Bariski isn’t the only person with lots of respect for Cercone. He’s well regarded around the Western Pennsylvania basketball community as being a fantastic coach and one of the best shooting instructors around. Cercone first cut his coaching teeth as an assistant under Mark Javens at the Community College of Beaver County in 2000, and has spent time as either a head or assistant coach at Hopewell, Beaver, Quigley and now Lincoln Park. There’s a who’s-who list of standout players he has personally trained, everyone from Maverick Rowan and Dustin Sleva to Adou Thiero and Maddie Webber.

“He thinks a lot differently than me, which is great,” said Bariski. “To have different thinkers on the staff is the way you want it to be. He’s also a detail-oriented guy who has coached structured offenses, and I need that voice sometimes.”

The outpouring of support has been special, Cercone said. That support system includes his family, friends and others in the basketball community. Cercone is not allowed to drive for another four weeks, so fellow Lincoln Park assistant Will Lucas has been picking him up and taking him to practice.

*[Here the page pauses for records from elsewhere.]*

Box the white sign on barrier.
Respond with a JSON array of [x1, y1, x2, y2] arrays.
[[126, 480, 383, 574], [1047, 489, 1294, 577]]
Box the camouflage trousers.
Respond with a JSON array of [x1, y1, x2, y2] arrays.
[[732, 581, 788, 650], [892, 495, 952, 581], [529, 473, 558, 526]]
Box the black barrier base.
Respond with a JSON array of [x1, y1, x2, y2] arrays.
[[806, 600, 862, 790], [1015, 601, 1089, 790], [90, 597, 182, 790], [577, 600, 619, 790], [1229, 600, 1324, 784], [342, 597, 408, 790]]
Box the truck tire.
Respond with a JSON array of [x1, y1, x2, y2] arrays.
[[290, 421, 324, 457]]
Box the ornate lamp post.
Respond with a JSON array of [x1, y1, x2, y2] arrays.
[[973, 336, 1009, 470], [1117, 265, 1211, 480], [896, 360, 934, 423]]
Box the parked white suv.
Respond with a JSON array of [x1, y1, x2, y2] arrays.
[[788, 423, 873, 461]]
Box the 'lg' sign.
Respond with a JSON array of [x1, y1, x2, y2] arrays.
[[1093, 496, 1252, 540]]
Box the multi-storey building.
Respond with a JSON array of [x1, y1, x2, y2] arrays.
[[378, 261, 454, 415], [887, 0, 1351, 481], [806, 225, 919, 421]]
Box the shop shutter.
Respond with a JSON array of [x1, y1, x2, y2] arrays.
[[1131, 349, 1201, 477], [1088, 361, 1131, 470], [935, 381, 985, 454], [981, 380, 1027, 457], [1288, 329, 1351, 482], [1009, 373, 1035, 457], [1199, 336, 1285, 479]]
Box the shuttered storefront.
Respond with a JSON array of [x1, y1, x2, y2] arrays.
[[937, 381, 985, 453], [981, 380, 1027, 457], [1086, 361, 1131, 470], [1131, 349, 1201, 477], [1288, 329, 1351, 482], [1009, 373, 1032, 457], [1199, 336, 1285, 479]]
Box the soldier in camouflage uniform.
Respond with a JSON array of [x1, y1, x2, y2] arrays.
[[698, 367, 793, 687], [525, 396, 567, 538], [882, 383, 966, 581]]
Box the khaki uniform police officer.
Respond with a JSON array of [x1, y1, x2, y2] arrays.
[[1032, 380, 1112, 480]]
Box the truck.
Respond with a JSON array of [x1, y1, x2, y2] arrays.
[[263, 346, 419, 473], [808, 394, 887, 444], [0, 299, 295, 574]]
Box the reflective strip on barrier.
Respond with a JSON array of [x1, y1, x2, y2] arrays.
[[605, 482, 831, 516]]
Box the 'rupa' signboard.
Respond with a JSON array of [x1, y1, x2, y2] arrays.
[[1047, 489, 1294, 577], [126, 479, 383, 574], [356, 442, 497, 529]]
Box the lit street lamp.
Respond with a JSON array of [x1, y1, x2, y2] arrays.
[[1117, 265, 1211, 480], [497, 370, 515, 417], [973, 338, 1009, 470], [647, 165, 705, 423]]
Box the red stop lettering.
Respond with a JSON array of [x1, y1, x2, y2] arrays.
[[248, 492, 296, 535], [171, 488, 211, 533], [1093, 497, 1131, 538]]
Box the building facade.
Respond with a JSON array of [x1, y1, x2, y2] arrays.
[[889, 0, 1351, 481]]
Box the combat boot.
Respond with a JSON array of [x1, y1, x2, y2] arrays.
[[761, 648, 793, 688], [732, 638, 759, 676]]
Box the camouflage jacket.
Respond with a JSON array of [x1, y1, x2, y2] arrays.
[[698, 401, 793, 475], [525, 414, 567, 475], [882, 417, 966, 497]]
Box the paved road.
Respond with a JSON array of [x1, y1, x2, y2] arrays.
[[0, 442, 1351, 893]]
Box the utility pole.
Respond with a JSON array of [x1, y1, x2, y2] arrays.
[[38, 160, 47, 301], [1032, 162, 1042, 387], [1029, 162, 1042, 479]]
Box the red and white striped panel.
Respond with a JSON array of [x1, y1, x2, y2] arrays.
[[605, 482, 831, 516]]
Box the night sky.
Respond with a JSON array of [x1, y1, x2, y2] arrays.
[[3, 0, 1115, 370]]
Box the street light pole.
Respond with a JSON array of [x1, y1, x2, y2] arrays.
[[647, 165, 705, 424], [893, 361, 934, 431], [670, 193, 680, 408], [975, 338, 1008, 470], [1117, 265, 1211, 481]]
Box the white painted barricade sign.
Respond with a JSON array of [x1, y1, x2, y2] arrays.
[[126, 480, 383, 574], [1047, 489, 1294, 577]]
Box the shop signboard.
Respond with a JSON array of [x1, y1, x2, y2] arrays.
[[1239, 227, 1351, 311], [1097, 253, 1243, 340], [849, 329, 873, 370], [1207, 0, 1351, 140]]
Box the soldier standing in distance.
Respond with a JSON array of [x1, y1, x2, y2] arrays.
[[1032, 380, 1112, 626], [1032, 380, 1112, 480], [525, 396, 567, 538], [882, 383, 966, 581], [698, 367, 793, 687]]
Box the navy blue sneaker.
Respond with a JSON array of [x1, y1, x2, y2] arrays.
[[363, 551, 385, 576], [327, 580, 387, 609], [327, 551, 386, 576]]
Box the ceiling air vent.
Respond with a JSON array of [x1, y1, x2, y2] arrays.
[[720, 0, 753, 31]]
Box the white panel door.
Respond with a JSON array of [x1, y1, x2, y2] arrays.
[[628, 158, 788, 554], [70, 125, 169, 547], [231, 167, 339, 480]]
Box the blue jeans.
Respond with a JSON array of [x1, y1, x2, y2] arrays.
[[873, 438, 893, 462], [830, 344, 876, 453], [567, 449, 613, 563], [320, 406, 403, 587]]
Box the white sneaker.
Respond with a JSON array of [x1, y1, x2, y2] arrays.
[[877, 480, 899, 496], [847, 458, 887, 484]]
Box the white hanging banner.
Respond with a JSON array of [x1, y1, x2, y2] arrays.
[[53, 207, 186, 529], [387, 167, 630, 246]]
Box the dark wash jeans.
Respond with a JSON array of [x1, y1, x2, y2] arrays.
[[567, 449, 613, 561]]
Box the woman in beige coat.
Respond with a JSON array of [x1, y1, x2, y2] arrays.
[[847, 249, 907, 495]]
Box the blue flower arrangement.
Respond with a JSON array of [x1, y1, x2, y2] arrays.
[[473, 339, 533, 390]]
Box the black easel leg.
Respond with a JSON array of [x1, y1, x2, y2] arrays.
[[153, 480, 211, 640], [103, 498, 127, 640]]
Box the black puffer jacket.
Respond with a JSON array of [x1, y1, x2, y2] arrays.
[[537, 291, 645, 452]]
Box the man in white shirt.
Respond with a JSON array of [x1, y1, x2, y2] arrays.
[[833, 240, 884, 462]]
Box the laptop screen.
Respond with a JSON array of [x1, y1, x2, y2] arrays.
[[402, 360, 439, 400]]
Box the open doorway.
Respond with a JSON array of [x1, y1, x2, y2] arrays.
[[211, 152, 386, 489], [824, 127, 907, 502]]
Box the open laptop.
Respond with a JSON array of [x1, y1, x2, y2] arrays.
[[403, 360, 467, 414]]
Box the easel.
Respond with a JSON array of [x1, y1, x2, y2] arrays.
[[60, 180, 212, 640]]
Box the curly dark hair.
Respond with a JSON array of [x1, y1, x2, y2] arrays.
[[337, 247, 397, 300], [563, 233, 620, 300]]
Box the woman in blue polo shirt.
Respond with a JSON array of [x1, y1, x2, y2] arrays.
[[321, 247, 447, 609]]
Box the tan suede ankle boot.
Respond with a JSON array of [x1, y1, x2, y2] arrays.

Cercone was an outstanding player in his day. He starred at Quigley and once held the WPIAL record for most 3-pointers in a WPIAL playoff game with nine. Cercone then spent three years playing at Valley Forge Military Academy before finishing his career at King’s College. And while he’s in his mid-40s, he can still shoot with the best of them. He showed that in July when, in a field of 260 competitors, he nearly went all the way before falling in the Elite 8. The tournament, held at Spooky Nook in Eastern Pennsylvania, included a slew of players who play or played internationally. Among the players Cercone defeated in the head-to-head, single-elimination bracket-style event was former Syracuse star Eric Devendorf.

It will be a while before Cercone shoots a basketball again, but he’s OK with that for now — winning his first WPIAL title and doing it at Pitt was an experience he will never forget.

“This is probably the longest I’ve gone without shooting,” he said. “It’s been tough, but winning and being on the bench meant so much.”